From Casetext: Smarter Legal Research

Rosandich v. State

Court of Appeals of Georgia
Jan 11, 2008
657 S.E.2d 255 (Ga. Ct. App. 2008)


No. A07A1749.


DUI. Henry State Court. Before Judge Blount.

George C. Creal, Jr., for appellant. Charles A. Spahos, Solicitor-General, Jefferson F. Upchurch, Gilbert A. Crosby, Assistant Solicitors-General, for appellee.

A jury found Nicholas Rosandich guilty of driving under the influence of alcohol to the extent he was less safe to drive. Rosandich appeals, challenging the admission of his breath test as impeachment evidence. He also claims that the State failed to disclose to him "full information" concerning the test, as required by OCGA § 40-6-392 (a) (4). For the reasons that follow, we affirm.

1. The record shows that after his arrest, Rosandich submitted to a State-administered chemical breath test, providing breath samples that measured 0.233 and 0.229 grams of alcohol. Rosandich moved to suppress the test results prior to trial. Finding that the arresting officer misinformed Rosandich about the Georgia implied consent law, particularly the consequences of refusing to take the breath test, the trial court suppressed the results.

In the same order, the trial court denied Rosandich's motion to suppress his custodial statements to police. That ruling is not at issue in this appeal.

Following the suppression ruling, the State moved to preclude Rosandich, his attorney, and other witnesses from mentioning during trial the breath test or the State's failure to offer evidence of the test results. It argued that, given Rosandich's successful effort to suppress the results, he should not be allowed to comment on the absence of such evidence. Rosandich stated that he had no objection to the State's motion, which the trial court granted.

Rosandich testified on his own behalf at trial, asserting that on the night of his arrest, he had four or five beers over a four and one-half hour period and did not feel "at all affected" by the alcohol. Before beginning its cross-examination, the State sought permission to impeach Rosandich with his breath test results to show that he had not been truthful about the amount of alcohol he consumed. The trial court granted the request, admitting the results for impeachment purposes. The court also permitted the arresting officer to testify based on his training and experience that Rosandich's blood alcohol level was "[e]xtremely high" and was not "consistent with someone capable of safely operating a motor vehicle."

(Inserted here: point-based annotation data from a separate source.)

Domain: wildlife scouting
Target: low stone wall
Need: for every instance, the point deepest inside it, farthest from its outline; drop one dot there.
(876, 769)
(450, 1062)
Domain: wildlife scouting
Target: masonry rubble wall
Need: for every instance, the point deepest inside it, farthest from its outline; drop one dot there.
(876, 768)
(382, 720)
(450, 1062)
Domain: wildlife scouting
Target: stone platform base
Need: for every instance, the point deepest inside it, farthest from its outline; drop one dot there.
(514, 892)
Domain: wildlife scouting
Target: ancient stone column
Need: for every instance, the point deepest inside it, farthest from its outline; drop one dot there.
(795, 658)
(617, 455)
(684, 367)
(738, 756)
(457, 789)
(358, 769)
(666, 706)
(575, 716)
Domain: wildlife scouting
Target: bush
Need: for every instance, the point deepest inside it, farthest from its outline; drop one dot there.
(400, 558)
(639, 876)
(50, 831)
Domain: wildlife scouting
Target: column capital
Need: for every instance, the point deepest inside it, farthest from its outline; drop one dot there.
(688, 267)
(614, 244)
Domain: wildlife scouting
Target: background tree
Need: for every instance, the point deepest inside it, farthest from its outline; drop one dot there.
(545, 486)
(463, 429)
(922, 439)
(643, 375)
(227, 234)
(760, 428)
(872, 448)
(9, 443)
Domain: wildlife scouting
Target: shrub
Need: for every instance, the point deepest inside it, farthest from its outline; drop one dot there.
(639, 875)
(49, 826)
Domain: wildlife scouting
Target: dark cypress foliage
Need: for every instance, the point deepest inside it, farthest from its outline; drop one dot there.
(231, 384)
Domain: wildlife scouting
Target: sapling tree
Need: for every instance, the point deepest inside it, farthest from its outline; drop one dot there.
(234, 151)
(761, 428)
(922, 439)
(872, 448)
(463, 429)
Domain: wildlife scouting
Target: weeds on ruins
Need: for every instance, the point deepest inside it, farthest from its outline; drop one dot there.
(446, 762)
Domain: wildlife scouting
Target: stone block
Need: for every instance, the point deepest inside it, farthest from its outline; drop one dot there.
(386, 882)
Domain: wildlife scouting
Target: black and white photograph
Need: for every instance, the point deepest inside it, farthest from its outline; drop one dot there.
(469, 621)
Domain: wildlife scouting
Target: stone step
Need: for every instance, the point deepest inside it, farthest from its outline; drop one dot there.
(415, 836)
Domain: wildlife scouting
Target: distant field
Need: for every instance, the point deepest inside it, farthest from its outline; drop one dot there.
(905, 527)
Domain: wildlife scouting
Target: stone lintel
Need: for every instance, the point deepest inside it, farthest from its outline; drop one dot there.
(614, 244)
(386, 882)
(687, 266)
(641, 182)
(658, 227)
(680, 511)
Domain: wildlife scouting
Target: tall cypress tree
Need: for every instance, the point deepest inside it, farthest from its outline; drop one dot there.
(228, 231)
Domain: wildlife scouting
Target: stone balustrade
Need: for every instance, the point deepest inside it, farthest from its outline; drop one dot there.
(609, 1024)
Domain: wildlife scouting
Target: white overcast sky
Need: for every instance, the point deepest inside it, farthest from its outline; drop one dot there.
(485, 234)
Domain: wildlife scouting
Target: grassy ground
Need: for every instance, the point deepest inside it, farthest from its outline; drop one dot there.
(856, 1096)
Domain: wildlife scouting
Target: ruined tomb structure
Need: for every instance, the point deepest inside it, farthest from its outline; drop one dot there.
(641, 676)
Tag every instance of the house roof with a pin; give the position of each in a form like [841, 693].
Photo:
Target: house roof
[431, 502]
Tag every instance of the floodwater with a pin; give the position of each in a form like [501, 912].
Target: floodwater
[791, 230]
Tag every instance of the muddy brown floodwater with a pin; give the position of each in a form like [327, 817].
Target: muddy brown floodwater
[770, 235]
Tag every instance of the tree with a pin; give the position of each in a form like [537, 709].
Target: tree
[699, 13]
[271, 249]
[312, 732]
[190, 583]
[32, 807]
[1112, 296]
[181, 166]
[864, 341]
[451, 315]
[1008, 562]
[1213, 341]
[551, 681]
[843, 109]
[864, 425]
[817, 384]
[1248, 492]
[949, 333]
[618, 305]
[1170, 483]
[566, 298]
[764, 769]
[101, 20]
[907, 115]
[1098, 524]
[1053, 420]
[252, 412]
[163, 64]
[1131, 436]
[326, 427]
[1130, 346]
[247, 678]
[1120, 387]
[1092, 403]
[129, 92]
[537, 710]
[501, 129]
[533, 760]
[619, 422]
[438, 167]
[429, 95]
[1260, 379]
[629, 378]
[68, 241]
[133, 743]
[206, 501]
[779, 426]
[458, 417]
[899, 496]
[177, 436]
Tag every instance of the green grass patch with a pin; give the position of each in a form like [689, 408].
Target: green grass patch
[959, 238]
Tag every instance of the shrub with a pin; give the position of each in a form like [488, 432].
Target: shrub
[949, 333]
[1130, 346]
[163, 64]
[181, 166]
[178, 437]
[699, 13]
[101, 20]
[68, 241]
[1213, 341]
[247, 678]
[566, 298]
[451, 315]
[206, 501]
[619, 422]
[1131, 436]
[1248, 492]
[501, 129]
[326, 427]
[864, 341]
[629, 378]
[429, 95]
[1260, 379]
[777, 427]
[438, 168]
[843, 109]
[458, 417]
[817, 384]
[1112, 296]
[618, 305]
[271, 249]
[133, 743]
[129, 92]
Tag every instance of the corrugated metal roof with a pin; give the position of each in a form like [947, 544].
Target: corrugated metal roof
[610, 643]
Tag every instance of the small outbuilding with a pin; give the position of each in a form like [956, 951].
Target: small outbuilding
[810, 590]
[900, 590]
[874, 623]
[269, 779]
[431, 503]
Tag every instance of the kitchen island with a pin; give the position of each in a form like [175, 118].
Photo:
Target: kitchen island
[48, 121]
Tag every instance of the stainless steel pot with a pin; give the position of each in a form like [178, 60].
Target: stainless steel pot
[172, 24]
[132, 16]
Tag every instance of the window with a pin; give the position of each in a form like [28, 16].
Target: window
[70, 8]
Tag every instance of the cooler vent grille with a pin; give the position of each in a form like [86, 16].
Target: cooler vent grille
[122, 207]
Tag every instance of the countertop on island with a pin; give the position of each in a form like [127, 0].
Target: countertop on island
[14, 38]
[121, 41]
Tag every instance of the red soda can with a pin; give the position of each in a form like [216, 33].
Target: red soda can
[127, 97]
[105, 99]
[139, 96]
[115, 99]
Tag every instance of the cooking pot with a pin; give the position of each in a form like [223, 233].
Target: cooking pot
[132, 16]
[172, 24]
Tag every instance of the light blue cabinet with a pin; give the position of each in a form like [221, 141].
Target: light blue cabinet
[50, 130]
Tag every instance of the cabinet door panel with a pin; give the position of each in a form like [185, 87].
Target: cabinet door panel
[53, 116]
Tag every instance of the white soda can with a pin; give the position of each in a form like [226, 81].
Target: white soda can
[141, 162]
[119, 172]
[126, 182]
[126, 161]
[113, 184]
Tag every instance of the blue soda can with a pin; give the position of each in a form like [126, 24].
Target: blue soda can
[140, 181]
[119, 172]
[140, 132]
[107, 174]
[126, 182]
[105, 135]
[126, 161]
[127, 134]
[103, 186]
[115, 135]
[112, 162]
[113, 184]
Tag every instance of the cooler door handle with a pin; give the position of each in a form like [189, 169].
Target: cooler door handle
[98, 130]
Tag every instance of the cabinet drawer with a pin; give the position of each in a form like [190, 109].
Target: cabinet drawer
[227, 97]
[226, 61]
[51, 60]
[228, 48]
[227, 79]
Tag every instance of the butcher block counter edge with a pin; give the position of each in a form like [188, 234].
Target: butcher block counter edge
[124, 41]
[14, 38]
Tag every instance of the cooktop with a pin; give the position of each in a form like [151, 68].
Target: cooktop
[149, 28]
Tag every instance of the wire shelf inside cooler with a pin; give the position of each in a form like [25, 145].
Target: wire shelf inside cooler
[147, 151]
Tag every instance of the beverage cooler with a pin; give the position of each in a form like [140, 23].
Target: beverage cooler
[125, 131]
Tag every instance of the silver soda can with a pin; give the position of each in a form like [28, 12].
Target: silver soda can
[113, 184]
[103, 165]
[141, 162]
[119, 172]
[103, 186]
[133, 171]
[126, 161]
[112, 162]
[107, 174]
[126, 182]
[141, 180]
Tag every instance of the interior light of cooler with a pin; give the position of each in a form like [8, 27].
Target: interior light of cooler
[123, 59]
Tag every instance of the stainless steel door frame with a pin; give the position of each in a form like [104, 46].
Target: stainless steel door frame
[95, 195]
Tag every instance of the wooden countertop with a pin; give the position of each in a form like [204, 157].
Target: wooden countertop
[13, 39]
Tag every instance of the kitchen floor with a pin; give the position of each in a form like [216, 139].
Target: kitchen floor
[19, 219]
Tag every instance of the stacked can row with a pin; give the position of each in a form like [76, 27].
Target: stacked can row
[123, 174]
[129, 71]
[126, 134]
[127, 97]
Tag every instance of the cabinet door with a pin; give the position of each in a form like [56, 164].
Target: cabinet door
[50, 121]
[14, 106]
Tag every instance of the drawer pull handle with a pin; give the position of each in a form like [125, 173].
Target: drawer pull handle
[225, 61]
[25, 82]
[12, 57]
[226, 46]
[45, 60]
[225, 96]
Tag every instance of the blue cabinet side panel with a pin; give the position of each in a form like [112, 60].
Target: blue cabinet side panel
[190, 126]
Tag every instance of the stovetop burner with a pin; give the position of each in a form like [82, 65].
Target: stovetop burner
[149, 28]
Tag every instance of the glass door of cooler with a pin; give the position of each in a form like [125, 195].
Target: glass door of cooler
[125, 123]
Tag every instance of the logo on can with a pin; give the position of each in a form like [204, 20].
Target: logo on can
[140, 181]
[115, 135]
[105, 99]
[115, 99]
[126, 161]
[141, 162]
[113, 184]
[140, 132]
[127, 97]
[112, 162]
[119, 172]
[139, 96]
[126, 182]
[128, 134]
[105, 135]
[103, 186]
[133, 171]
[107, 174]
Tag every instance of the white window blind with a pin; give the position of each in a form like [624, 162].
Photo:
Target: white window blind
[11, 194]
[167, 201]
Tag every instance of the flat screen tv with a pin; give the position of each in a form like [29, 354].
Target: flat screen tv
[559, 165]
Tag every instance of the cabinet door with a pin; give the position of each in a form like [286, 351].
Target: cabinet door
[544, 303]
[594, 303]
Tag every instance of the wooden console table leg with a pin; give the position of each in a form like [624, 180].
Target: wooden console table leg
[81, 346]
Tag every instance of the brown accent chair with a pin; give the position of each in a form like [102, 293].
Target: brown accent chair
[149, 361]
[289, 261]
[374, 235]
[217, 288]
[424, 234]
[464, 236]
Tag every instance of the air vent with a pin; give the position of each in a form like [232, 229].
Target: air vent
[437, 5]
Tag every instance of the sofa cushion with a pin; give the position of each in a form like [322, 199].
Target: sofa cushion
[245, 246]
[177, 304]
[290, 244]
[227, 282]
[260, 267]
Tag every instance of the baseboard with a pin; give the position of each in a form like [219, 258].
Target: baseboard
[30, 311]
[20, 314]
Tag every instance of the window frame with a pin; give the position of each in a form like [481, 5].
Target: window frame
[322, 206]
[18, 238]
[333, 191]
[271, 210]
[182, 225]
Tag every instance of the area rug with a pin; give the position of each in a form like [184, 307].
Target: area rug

Under Georgia law, "[t]he admission of evidence rests in the trial court's sound discretion, and evidence should be admitted if it is admissible for any legitimate purpose." (Citation and punctuation omitted.) Charlton v. State, 217 Ga. App. 842, 844 ( 459 SE2d 455) (1995). Impeachment of a defendant's testimony constitutes such a purpose. Id. Furthermore, "[v]alid results of a breath, blood, or urine test, which are otherwise determined to be inadmissible on procedural grounds, may be properly admitted for impeachment purposes." (Citations omitted.) Jones v. State, 241 Ga. App. 515, 516 ( 527 SE2d 223) (1999).

The trial court initially found the test results procedurally inadmissible after concluding that the arresting officer failed to obtain valid consent for the test. The results, however, remained permissible fodder for impeachment. And once Rosandich testified that the limited alcohol he consumed did not affect or impair his driving, he opened the door to impeachment with the breath test. Jones, supra, 241 Ga. App. at 516; Shipman v. State, 221 Ga. App. 160, 161 (1) ( 471 SE2d 225) (1996).

Rosandich argues on appeal that the State waived its right to use this impeachment evidence by filing its own motion in limine to exclude the test results. A plain reading of that motion, however, shows that the State did not try to exclude the breath test. Instead, it sought to prevent Rosandich from using the suppression ruling to raise unfair inferences about the State's case and its failure to produce the test results at trial. See Piast v. State, 230 Ga. App. 222, 223 (1) ( 495 SE2d 875) (1998) ("It would be manifestly unfair to prevent the prosecution from presenting this evidence [at trial] and at the same time comment upon the prosecution's failure to do so."). Accordingly, the State did not waive its right to use the results for impeachment purposes. Compare Kellogg v. State, 233 Ga. App. 817, 818-819 ( 505 SE2d 794) (1998) (party cannot seek to suppress evidence, then allege error in the trial court's refusal to allow the party to use that evidence at trial).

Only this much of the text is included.